Data Flow Analysis Applications I

Layout of these lectures:

  • Overview of Data Flow Analysis
  • Preliminaries of Data Flow Analysis
  • Reaching Definitions Analysis
  • Live Variable Analysis
  • Available Expression Analysis

Overview

Data Flow Analysis –> How Data flows on CFG? –> How application-specific Data Flows through the Nodes and Edges of CFG( a program ) ?

Recall 1st lecture:

  • We will do abstraction regarding the application-specific data (Like sign abstraction)
  • Over-approximation will occur in the flow process to guarantee soundness.(for most static analysis, which is called may analysis)
    • In contrast, must analysis refers to algorithms that output information that must be true(under-approximation)

Node(BBs/statements) –> Transfer function in nodes

Edges(control flows)–> Control-flow handling (merge/union)

Preliminaries of Data Flow Analysis

Input and output states

  • Each execution of an IR statement transforms an input state to a new output state.
  • The input (output) state is associated with the program point before (after) the statement.

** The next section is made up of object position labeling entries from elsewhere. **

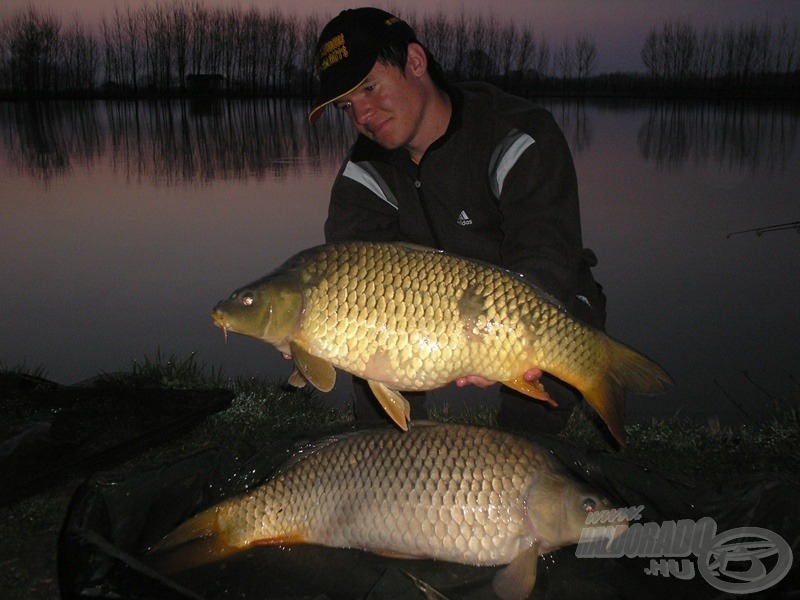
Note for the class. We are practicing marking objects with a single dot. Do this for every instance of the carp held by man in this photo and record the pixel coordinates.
(410, 318)
(455, 493)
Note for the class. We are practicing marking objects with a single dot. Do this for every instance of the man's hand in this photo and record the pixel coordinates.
(530, 375)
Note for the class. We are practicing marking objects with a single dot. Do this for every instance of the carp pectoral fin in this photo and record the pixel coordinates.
(516, 581)
(533, 389)
(296, 379)
(318, 372)
(393, 403)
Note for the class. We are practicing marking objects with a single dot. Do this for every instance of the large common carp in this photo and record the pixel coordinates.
(413, 318)
(456, 493)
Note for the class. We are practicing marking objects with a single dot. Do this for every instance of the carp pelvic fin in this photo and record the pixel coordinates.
(296, 379)
(516, 581)
(196, 542)
(393, 403)
(629, 371)
(318, 372)
(533, 389)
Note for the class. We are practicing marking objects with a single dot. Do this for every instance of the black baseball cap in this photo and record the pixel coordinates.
(348, 48)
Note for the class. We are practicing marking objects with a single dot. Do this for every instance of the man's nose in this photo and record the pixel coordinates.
(362, 111)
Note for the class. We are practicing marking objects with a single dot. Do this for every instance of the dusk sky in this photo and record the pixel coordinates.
(618, 27)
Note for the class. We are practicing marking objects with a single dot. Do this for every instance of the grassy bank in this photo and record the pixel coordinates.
(261, 411)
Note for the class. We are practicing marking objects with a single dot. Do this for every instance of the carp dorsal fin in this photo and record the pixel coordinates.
(516, 581)
(318, 372)
(533, 389)
(393, 403)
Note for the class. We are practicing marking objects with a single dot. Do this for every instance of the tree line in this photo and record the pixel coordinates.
(680, 55)
(169, 48)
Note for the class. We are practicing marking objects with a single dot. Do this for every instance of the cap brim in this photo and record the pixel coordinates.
(316, 112)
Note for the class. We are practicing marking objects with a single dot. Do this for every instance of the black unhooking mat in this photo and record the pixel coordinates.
(110, 523)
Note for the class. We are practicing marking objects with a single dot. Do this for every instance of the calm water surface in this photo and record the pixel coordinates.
(124, 223)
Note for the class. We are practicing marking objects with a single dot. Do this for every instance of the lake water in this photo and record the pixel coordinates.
(124, 223)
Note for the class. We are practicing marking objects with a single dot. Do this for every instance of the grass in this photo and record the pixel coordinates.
(262, 410)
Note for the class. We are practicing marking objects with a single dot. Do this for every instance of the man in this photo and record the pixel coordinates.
(465, 168)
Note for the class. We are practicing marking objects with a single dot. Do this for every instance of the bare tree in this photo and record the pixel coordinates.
(80, 59)
(585, 56)
(565, 60)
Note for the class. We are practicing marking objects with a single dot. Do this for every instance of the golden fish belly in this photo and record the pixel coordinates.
(417, 320)
(446, 492)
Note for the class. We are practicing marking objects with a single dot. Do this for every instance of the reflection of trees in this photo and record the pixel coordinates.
(173, 140)
(741, 136)
(574, 122)
(44, 138)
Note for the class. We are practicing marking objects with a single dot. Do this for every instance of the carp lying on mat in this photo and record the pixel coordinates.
(455, 493)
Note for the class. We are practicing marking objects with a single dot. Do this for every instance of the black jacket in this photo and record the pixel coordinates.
(498, 186)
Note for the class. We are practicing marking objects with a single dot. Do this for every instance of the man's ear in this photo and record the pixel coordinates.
(417, 62)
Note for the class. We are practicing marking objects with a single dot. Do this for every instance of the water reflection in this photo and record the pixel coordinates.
(174, 141)
(742, 137)
(171, 141)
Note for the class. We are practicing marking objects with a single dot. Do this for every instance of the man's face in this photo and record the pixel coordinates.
(387, 106)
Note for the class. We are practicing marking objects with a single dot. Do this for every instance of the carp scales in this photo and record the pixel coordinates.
(410, 318)
(455, 493)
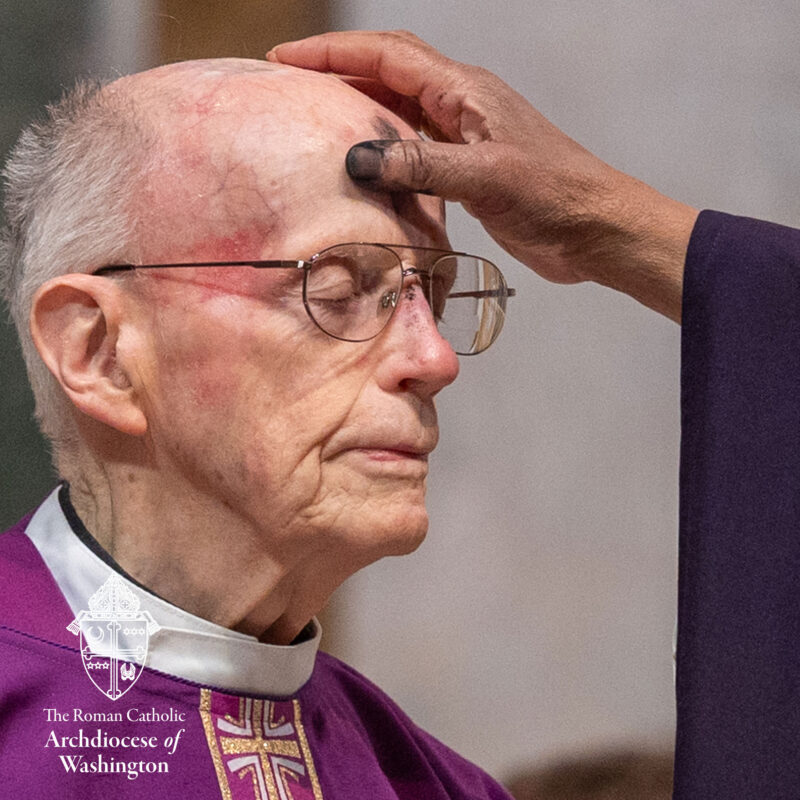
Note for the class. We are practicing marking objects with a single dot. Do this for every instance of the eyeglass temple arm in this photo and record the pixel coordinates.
(485, 293)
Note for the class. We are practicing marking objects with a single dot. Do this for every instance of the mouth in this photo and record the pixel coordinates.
(382, 453)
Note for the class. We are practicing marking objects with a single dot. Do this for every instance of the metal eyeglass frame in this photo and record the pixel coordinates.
(306, 264)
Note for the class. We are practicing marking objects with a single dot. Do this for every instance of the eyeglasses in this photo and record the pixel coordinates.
(350, 291)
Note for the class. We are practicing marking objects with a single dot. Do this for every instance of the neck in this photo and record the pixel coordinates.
(201, 555)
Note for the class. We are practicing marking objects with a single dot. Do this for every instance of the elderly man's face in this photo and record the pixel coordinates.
(249, 405)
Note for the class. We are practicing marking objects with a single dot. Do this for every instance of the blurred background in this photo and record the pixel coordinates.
(537, 619)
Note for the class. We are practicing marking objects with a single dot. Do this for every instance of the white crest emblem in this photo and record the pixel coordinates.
(114, 635)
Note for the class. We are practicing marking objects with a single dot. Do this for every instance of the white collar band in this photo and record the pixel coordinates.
(184, 645)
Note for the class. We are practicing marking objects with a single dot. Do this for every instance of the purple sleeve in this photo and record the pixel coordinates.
(738, 668)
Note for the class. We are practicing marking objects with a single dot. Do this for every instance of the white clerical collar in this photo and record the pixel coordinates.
(184, 645)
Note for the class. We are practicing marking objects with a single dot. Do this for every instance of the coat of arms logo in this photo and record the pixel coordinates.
(114, 635)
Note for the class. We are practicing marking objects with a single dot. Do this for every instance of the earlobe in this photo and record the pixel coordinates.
(75, 324)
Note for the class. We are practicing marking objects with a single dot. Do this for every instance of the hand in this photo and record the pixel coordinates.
(545, 199)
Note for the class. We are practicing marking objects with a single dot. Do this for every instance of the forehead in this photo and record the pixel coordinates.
(250, 163)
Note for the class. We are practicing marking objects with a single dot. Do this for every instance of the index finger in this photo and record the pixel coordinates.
(399, 60)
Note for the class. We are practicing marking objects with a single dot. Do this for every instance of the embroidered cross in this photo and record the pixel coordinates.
(264, 741)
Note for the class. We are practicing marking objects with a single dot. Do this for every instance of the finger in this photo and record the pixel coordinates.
(399, 60)
(454, 172)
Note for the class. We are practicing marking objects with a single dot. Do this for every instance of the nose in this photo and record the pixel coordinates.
(415, 356)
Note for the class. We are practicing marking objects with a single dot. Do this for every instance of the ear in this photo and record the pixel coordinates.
(75, 323)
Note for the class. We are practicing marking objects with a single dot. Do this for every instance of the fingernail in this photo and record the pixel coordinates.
(364, 161)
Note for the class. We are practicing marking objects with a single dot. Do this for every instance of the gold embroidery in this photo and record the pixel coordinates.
(272, 749)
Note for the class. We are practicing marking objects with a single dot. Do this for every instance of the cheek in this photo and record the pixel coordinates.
(262, 384)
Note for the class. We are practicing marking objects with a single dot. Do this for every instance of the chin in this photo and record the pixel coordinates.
(395, 530)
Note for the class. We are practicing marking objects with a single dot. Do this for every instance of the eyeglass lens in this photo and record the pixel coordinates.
(351, 292)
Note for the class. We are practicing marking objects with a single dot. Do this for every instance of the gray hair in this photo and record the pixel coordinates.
(70, 187)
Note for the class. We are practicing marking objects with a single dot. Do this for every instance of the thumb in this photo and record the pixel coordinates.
(456, 172)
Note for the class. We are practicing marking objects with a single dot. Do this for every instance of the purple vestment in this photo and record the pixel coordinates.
(339, 736)
(738, 665)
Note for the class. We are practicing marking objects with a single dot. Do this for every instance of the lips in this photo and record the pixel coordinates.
(388, 449)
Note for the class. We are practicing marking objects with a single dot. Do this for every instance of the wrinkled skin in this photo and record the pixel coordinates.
(546, 200)
(275, 461)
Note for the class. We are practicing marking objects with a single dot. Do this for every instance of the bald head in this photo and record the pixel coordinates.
(217, 160)
(249, 155)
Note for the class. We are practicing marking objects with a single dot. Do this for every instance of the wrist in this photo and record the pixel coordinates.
(640, 245)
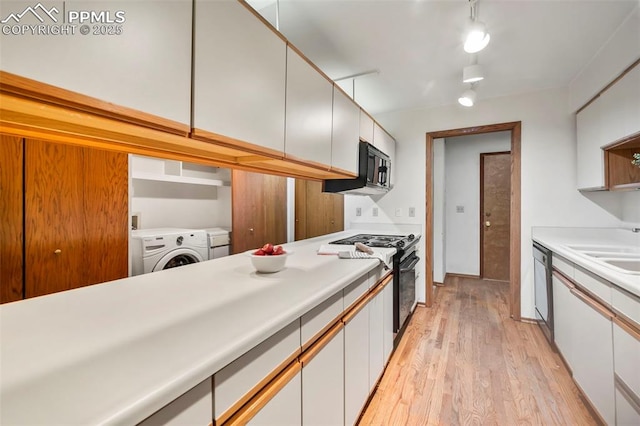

(This is quite similar to the state machine abstraction mentioned in OS, which is taught by Yanyan Jiang.)

graph TD;
	1[S1]
	2[S2]
	3[S3]
	1-->3
	2-->3

$$ In[S_3] = OUT[S_1] \and OUT[S_2] $$

In each data-flow analysis application, we associate with every program point a data-flow value that represents an abstraction of the set of all possible program states that can be observed for that point.

Data-flow analysis is to find a solution to a set of safe-approximation-directed constraints on th IN[s]’s and OUT[s]’s, for all statements s.

  • Constraints based on semantics of statements (transfer function)
  • Constraints based on the flows of control

Forward analysis

$$ OUT[s] = f_s[IN[s]] $$

Backward analysis

$$ IN[s] = F_s(OUT[s]) $$

We can just convert the CFG to turn backward analysis to forward analysis. (Details not mentioned here)

Control flow within a BB

$$ IN[s_{i+1}] = OUT[s_{i}] $$

for all i = 1, 2, … , n-1

Control flow among BBs

$$ IN[B] = IN[s_1] $$

$$ OUT[B] = OUT[s_n] $$

Forward: $$ OUT[B] = f_B(IN[B]) $$ Where $$ f_B = f_{s_{n}} (f_{s_{n-1}}(…f_{s_{1}})) $$

$$ IN[B] = \and \space OUT[P] $$ where P is a predecessor of B

The backward version is similar to forward version, not listed here.

Reaching Definitions Analysis

Declaration:

  • Issues not covered here
    • Method Calls
      • Only intra-procedural CFG
    • Aliases
      • Variables have no aliases

A definition d at program point p reaches a point q if there is a path from p to q such that d is not ‘killed’ along the path.

  • A definition of a variable v is a statement that assigns a value to v
  • Killed : A new definition of v appears on the path
  • Can be used to detect possible undefined variables. (Introduce a dummy definition for every v at the entry point)
    • This is a may analysis

Abstraction

  • Data Flow Values/Facts
  • The definitions of all variables in a program
  • Can be represented by bit vectors

Safe approximation

  • Transfer function
  • Control flow

We can try to understand safe approximation with the following example:

This statement ‘generates’ a definition D of variable v and kills all the other definitions before that define v.

  • Transfer function $$ OUT[B] = gen_B \cup (IN[B] - kill_B) $$

  • Control flow $$ IN[B] = \cup \space OUT[P] $$ where P is a predecessor of B

We can note that in our definition of control flow, a definition reaches a program point as long as there exists at least one path along which the definition reaches.

Algorithm of Reaching Definitions Analysis

  • Input: CFG
  • Output: IN[B] and OUT[B] for each basic block B
  • Method:
    • OUT[entry] = empty set
    • for each basic block B\entry
      • OUT[B] = empty set
    • while changes to any OUT occur
      • for each basic block B\entry
        • update IN[B] and OUT[B]
      • End for
    • End while

For some analysis, OUT[entry] is not defined as empty set, in which situation we can easily change this template algorithm to satisfy those requirements.

The initialization of OUT[B] will be introduced in later lectures. Remember that we are doing may analysis here

Proof of correctness:

  • Partial correctness
    • Can be achieved with another iteration.
  • Termination
    • gens and kills remain unchanged
    • when more facts flow in IN[S], the more facts either
      • is killed, or
      • flows to OUT[S]
    • When a fact is added to OUT[S], through either gens, or survivors, it stays there forever
    • OUT[S] never shrinks